Chris, commenting on my last post, asked why FOI requests are treated as ‘Special’. Surely, he suggests, the way that the legislation was drafted, there shouldn’t be any distinction between the requests that we class as ‘FOI’ and other, more routine enquiries?

Chris, you’ve opened a huge can of worms there. Thankfully, I’ve had some help from another FOI Officer – do take a look at their extensive answer in the comments to my last post. I’ll see if I can add some context here.

The truth is, Chris is absolutely right. Section 8 of the FOI Act defines a request as:

“a request which –

(a) is in writing,

(b) states the name of the applicant and an address for correspondence, and

(c) describes the information requested.”

You can see the problem. This definition encompasses pretty much any enquiry that anyone makes to a public body. Even those made by other public bodies. It covers enquiries that are already covered by other legislation. It covers things that the writer never intended in their wildest dreams to be classed as FOI.

What most people responsible for implementing FOI were considering at the start was “how do we avoid unnecessary bureaucracy?”. We don’t want to make it harder for people to get information we already give out. We don’t have any more resources to deal with this legislation. And we really don’t want to annoy colleagues who have established and effective processes in place.

So any enquiries that were already dealt with under existing procedures were left that way. Where authorities thought things through properly, they also made sure that targets for answering correspondence generally were brought into line with FOI (I know of at least one authority that thereby doubled its own targets for answering correspondence, so it wasn’t all bad news).

In addition, we were expected to maintain statistics on the numbers of FOI requests received. In order to report on statistics we had to be clear what we were going to count. Clearly we couldn’t count the ones that were already being dealt with under other procedures as they weren’t being logged with us. Routine enquiries – for published material, for application forms, for details such as opening times – were excluded. What was left was what we now call ‘FOI’. A pretty common definition of these requests used in many authorities is:

  • it mentions FOI or EIR and/or
  • it will be complex to comply with and/or
  • staff are unsure how to deal with it and/or
  • it is for information that wouldn’t normally be disclosed.

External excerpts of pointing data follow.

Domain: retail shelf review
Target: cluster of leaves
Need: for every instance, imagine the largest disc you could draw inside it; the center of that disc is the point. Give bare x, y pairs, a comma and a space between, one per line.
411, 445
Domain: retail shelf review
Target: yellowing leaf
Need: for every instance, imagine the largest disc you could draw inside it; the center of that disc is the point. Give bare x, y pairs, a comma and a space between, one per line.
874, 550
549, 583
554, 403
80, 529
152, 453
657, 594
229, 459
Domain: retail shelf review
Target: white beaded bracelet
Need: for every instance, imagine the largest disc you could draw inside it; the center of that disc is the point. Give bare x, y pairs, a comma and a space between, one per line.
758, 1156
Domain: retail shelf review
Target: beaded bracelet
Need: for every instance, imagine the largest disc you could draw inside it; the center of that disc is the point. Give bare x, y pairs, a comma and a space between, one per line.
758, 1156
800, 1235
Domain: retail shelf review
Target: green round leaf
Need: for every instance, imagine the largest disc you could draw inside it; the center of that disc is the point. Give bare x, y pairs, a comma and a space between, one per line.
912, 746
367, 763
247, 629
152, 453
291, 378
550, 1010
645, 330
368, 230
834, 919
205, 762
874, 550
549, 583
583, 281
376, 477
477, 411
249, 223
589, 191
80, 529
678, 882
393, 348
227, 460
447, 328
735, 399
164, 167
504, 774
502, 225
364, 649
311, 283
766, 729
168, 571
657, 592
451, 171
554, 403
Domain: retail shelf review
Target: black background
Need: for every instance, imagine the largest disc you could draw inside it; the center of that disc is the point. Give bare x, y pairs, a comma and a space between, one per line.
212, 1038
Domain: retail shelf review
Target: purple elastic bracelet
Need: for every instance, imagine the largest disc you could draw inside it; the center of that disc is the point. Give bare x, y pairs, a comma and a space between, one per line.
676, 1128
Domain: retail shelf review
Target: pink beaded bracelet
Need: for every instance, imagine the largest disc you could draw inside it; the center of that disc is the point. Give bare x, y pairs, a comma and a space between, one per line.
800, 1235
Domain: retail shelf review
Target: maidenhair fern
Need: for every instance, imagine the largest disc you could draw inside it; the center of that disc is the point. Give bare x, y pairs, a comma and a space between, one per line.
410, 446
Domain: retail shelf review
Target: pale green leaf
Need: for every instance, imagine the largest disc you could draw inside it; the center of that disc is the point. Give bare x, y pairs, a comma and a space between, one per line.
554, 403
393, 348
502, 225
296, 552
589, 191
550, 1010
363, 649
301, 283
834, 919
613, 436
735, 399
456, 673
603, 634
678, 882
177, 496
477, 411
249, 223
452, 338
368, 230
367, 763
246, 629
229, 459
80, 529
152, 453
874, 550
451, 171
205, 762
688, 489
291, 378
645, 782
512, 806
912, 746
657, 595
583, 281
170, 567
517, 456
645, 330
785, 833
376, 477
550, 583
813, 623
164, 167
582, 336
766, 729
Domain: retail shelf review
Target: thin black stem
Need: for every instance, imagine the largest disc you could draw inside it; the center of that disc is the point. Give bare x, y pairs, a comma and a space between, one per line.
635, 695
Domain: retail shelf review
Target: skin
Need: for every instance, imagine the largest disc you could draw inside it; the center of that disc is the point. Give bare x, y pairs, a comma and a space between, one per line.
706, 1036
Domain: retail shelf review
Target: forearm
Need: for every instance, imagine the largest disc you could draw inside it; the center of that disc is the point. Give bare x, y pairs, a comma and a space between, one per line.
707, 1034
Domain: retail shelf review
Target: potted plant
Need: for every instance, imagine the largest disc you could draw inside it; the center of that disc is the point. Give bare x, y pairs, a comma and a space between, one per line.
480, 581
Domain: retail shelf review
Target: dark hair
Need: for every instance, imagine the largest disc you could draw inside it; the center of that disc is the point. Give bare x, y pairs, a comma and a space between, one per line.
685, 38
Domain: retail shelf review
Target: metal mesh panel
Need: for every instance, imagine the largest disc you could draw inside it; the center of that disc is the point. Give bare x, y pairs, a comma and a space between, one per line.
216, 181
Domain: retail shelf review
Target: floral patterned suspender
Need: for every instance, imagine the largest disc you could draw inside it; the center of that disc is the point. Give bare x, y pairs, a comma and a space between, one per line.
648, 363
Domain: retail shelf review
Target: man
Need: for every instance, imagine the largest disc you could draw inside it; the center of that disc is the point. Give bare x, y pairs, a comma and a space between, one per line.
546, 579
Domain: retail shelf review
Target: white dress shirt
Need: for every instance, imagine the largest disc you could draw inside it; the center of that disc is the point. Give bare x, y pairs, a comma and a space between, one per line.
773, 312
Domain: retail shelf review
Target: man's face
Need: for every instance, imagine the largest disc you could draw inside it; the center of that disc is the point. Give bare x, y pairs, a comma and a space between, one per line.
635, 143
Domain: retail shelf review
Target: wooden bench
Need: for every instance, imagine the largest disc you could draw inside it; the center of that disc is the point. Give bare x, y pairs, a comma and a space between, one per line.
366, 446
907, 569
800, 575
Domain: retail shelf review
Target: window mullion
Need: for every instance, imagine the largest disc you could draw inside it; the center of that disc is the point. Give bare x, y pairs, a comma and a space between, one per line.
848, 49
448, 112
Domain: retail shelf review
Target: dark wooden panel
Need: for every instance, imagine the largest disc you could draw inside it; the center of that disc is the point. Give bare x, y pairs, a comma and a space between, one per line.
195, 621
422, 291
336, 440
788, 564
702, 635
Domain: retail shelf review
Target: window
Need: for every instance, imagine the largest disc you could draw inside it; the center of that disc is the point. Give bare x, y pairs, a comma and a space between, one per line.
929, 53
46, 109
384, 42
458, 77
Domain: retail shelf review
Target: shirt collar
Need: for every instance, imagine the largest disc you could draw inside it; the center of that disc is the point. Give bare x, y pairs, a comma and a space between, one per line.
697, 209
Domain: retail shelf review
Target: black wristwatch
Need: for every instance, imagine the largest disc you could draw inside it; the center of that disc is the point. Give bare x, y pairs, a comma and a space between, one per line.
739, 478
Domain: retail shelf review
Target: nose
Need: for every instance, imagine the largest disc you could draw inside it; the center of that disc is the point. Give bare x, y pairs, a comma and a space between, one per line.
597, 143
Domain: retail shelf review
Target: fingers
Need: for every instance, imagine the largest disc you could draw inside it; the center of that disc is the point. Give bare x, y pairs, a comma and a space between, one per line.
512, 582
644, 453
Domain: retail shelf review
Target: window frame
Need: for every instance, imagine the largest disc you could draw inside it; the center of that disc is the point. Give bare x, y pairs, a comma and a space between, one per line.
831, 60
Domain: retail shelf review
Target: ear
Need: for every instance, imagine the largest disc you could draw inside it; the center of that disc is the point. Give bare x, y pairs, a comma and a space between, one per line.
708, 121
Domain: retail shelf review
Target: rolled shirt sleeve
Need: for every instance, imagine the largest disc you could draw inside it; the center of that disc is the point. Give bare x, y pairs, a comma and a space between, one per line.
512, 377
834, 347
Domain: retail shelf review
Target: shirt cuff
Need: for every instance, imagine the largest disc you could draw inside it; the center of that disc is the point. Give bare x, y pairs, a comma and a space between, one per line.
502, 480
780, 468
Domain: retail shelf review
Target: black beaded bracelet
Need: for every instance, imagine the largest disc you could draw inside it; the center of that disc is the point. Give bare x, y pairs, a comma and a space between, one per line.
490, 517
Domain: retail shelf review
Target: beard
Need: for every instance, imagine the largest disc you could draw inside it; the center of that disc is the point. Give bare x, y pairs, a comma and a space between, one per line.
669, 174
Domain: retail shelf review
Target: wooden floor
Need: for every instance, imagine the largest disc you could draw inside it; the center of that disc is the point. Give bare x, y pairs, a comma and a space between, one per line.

You would not believe the hours and days of my life that I have spent arguing with colleagues about whether a piece of correspondence should be classed as ‘FOI’ or not. Never mind the fact that unless they’re planning to withhold the information it really doesn’t matter as long as they answer within 20 working days. Or that if they are planning to withhold it, then it definitely should be dealt with under FOI procedures. It causes real angst to people.

Why? Generally because, rightly or wrongly, people perceive FOI procedures within their authority as more complicated than other processes. In many organisations, a response to a piece of correspondence marked as FOI has to be sent for formal approval. The same enquiry, if not marked FOI, could be answered the same day by the relevant team without such formal approval. So there’s a clamour not to mark requests as FOI if it can possibly be avoided.

It’s an arbitrary distinction to a degree. It’s entirely possible that somebody could ask for an internal review of the response to their enquiry which wasn’t treated as FOI if they weren’t happy with it. It’s equally possible that the team concerned might disclose information that they shouldn’t do because checks weren’t carried out.

I think, unfortunately, it also has a lot to do with how many people in public authorities still see FOI. It is, in their view, still an expensive and time consuming imposition. More bureaucracy. The truth is that the things that public employees hate the most about FOI are, for the most part, not even required by the legislation – just by their own political masters and senior managers.